Christian Science Monitor
Correspondent Kristen Chick writes from the village of Al Nazla that
Islamists were spreading rumors that Christians were behind the mass
protests which led to the July 3 ousting of Muslim Brotherhood-aligned
President Mohammed Morsi.
On Wednesday, when locals heard about
the killing of hundreds of Morsi supporters in Cairo, residents heard
the mosque loudspeaker announce that it was Christians who were
attacking the Cairo protesters. This led hundreds of village residents
to converge on the Saint Virgin Mary Church in Al Nazla, breaking down
the gate, shouting “Allahu akbar” and “Islam is the solution,” the
Monitor quoted Christian residents as recounting.
“First they stole the valuable things,
and then they torched the place,” says church congregant Sami Awad.
“Whatever they couldn’t carry, they burned.”
The Monitor describes the devastation of the church whose construction was completed only in April:
Now, its elaborate dome stands above a ruined, charred interior. The walls are blackened and rubble litters the floor. A picture of Jesus is half burned, the charred edges curling where they were licked by flames.“The religion of God is Islam,” reads graffiti sprayed in yellow on a wall of the church. Three burned out cars, one of them upside down, rest in the courtyard. Next to the gate, sprayed in black, is another phrase: “Victory or martyrdom.”
Coptic Christian attorney and human
rights activist Joseph Malak told Haaretz that the he believes the
nationwide arsons were orchestrated. “The object of the Muslim
Brotherhood, as we see it, is to cause terror and fear and push the
country into a violent, ethnic struggle. They expect the Copts to react,
thus leading the country into a dark tunnel, with no apparent
solution,” Malak said.
Christians comprise roughly 10 percent of Egypt’s population of 84 million.

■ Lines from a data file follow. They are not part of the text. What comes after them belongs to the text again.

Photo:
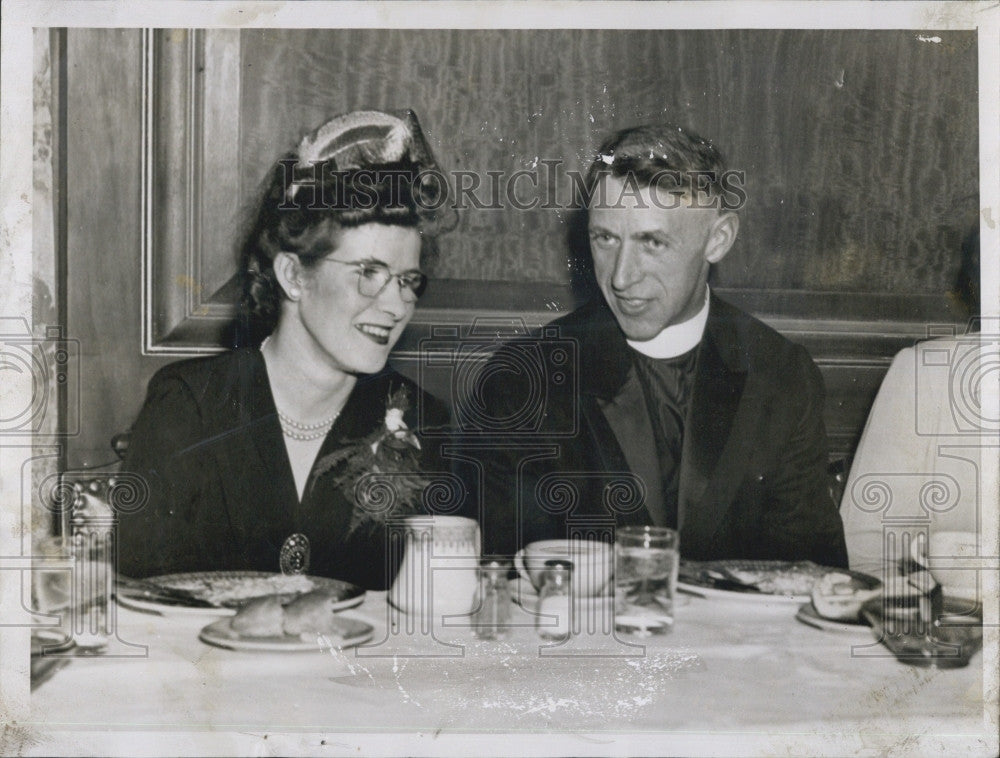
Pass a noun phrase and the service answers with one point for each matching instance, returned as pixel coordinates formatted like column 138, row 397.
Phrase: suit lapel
column 718, row 389
column 614, row 407
column 630, row 425
column 261, row 502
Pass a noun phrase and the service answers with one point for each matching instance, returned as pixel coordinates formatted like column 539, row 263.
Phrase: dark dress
column 222, row 493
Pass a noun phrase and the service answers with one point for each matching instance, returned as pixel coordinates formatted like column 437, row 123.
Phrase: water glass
column 646, row 562
column 50, row 593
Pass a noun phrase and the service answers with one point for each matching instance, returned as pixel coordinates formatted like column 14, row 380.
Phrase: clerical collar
column 675, row 339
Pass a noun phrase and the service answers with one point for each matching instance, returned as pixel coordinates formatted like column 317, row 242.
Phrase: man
column 683, row 411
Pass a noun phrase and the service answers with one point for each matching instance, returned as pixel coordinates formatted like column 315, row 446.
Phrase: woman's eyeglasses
column 374, row 277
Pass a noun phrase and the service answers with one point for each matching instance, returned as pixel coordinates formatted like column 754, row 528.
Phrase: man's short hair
column 661, row 155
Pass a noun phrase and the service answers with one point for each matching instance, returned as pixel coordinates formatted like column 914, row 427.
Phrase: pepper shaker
column 554, row 600
column 493, row 601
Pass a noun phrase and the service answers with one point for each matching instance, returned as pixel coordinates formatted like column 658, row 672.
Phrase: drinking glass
column 646, row 561
column 50, row 594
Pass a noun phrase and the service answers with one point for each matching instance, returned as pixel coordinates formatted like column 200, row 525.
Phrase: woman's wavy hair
column 304, row 204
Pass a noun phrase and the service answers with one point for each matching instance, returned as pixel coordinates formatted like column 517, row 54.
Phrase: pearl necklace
column 296, row 430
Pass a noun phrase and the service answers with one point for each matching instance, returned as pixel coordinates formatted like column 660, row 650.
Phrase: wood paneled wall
column 860, row 150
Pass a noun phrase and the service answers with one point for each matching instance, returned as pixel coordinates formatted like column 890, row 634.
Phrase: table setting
column 571, row 641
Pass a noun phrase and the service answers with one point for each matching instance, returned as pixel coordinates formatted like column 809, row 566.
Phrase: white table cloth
column 734, row 677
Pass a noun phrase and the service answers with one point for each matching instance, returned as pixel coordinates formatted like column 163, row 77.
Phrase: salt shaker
column 554, row 600
column 93, row 523
column 493, row 614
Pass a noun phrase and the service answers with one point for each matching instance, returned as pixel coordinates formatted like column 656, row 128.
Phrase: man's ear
column 722, row 236
column 288, row 272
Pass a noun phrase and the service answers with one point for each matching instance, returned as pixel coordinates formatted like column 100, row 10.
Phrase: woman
column 230, row 444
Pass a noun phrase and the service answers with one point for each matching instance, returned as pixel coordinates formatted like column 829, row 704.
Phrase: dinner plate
column 232, row 582
column 526, row 596
column 748, row 596
column 807, row 615
column 690, row 582
column 221, row 634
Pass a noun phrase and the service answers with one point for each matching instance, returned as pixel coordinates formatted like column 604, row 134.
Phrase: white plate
column 807, row 615
column 525, row 595
column 751, row 597
column 220, row 633
column 352, row 594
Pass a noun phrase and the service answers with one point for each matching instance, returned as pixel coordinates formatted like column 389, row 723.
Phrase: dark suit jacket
column 223, row 497
column 754, row 455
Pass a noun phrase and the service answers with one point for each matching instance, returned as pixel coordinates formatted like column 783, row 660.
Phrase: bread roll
column 311, row 613
column 261, row 617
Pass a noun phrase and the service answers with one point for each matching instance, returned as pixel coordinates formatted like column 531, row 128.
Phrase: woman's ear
column 288, row 272
column 722, row 236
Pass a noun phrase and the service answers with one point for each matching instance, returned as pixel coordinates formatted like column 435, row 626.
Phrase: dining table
column 734, row 676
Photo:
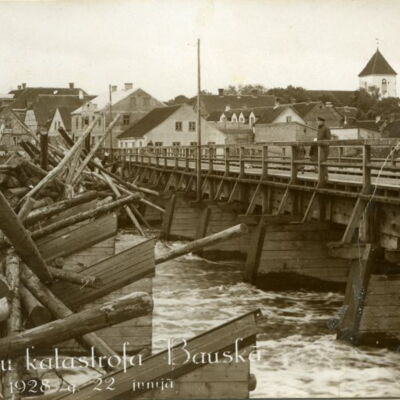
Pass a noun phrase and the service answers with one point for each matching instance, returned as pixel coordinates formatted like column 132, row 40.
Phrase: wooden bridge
column 330, row 221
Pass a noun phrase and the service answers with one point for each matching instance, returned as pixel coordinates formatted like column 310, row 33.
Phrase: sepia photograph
column 199, row 199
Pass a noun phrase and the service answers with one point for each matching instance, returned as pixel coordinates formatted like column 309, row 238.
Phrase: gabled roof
column 392, row 130
column 377, row 65
column 211, row 103
column 149, row 122
column 340, row 97
column 24, row 98
column 349, row 112
column 103, row 100
column 304, row 108
column 46, row 105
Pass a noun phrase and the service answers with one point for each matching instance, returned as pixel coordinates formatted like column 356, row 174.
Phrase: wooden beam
column 115, row 272
column 240, row 332
column 77, row 237
column 25, row 247
column 356, row 293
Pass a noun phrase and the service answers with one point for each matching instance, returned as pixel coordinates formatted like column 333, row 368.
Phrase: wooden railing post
column 264, row 162
column 293, row 165
column 241, row 162
column 322, row 169
column 165, row 157
column 210, row 159
column 227, row 162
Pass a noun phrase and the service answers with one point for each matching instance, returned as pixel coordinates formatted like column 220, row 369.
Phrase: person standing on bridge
column 323, row 133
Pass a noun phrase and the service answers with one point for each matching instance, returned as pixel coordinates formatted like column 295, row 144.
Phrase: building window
column 384, row 86
column 192, row 126
column 126, row 119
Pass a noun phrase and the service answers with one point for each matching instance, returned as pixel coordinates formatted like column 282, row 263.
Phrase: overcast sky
column 317, row 44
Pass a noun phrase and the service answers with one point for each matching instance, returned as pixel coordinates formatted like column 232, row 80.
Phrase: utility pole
column 198, row 181
column 110, row 98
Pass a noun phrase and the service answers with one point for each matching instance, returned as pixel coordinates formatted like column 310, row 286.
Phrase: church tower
column 380, row 74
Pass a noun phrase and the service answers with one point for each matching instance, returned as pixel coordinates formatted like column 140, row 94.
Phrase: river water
column 300, row 356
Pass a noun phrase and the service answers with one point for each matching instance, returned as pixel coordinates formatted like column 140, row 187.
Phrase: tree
column 290, row 94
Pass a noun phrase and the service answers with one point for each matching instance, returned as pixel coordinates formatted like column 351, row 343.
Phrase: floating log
column 60, row 167
column 35, row 311
column 84, row 216
column 21, row 240
column 60, row 310
column 229, row 337
column 198, row 244
column 74, row 277
column 53, row 209
column 94, row 149
column 131, row 306
column 126, row 208
column 74, row 238
column 26, row 209
column 14, row 323
column 115, row 272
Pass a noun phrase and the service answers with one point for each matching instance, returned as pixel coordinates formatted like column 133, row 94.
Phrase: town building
column 283, row 132
column 12, row 129
column 379, row 74
column 132, row 103
column 210, row 103
column 169, row 126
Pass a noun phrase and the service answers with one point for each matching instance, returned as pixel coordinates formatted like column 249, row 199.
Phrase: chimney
column 128, row 86
column 277, row 103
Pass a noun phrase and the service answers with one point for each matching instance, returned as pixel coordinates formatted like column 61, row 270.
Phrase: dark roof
column 304, row 108
column 24, row 98
column 340, row 97
column 148, row 122
column 269, row 114
column 45, row 106
column 377, row 65
column 211, row 103
column 349, row 112
column 392, row 130
column 236, row 131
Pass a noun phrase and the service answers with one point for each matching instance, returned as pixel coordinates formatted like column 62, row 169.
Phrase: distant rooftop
column 377, row 65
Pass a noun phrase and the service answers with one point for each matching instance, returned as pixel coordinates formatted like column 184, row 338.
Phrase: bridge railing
column 361, row 160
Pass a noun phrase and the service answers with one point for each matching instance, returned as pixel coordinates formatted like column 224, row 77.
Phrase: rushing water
column 300, row 356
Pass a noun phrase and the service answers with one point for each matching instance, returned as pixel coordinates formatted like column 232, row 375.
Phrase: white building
column 378, row 73
column 169, row 126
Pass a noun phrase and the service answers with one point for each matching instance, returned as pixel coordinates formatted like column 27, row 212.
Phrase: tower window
column 384, row 86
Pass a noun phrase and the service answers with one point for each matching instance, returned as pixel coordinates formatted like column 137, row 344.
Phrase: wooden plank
column 66, row 242
column 254, row 252
column 349, row 327
column 168, row 216
column 115, row 272
column 157, row 366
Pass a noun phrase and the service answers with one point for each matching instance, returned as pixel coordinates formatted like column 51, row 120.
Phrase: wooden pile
column 40, row 302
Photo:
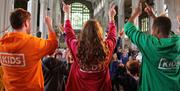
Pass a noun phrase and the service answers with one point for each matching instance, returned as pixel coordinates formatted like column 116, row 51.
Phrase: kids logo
column 169, row 65
column 12, row 60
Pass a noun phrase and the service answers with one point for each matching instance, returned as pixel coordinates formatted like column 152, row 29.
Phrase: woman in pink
column 91, row 54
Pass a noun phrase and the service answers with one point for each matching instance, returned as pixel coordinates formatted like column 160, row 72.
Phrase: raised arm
column 137, row 37
column 111, row 37
column 70, row 37
column 48, row 46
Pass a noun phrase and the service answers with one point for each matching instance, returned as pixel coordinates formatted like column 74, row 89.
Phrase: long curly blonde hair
column 92, row 50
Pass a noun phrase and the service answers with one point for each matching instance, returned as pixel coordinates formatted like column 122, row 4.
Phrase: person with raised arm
column 91, row 54
column 160, row 68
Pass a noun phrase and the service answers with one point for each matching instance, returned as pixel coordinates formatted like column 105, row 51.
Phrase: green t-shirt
column 160, row 68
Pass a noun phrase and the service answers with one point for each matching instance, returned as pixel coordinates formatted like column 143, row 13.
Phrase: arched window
column 79, row 14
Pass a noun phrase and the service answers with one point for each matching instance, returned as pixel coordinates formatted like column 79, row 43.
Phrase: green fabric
column 160, row 68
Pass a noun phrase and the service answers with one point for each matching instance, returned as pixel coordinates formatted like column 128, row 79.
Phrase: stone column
column 120, row 14
column 7, row 6
column 33, row 8
column 173, row 11
column 160, row 7
column 43, row 13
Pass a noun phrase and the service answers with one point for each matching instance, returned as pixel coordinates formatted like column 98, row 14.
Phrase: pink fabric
column 81, row 81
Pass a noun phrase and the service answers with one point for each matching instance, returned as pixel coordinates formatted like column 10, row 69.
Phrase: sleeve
column 111, row 40
column 137, row 37
column 47, row 47
column 70, row 38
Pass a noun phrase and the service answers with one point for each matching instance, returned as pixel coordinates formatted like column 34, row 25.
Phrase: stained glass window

Former Egyptian President Hosni Mubarak – under whose rule Christians felt a greater sense of security – could be released from custody later this week, judicial officials told the AP on Monday.
He is presently on retrial for the
killings of hundreds of protesters during the 2011 “Arab Spring”
uprising that led to his stepping down from power.
“The officials said there were no
longer any grounds to hold the 85-year-old former autocrat because of
the expiration of a two-year legal limit for holding an individual in
custody pending a final verdict,” AP reported.
He has been in detention since April
2011 and was sentenced to life in prison last year for failing to stop
the killing of some 900 protesters. His sentence was later overturned
and is now being retried, according to AP.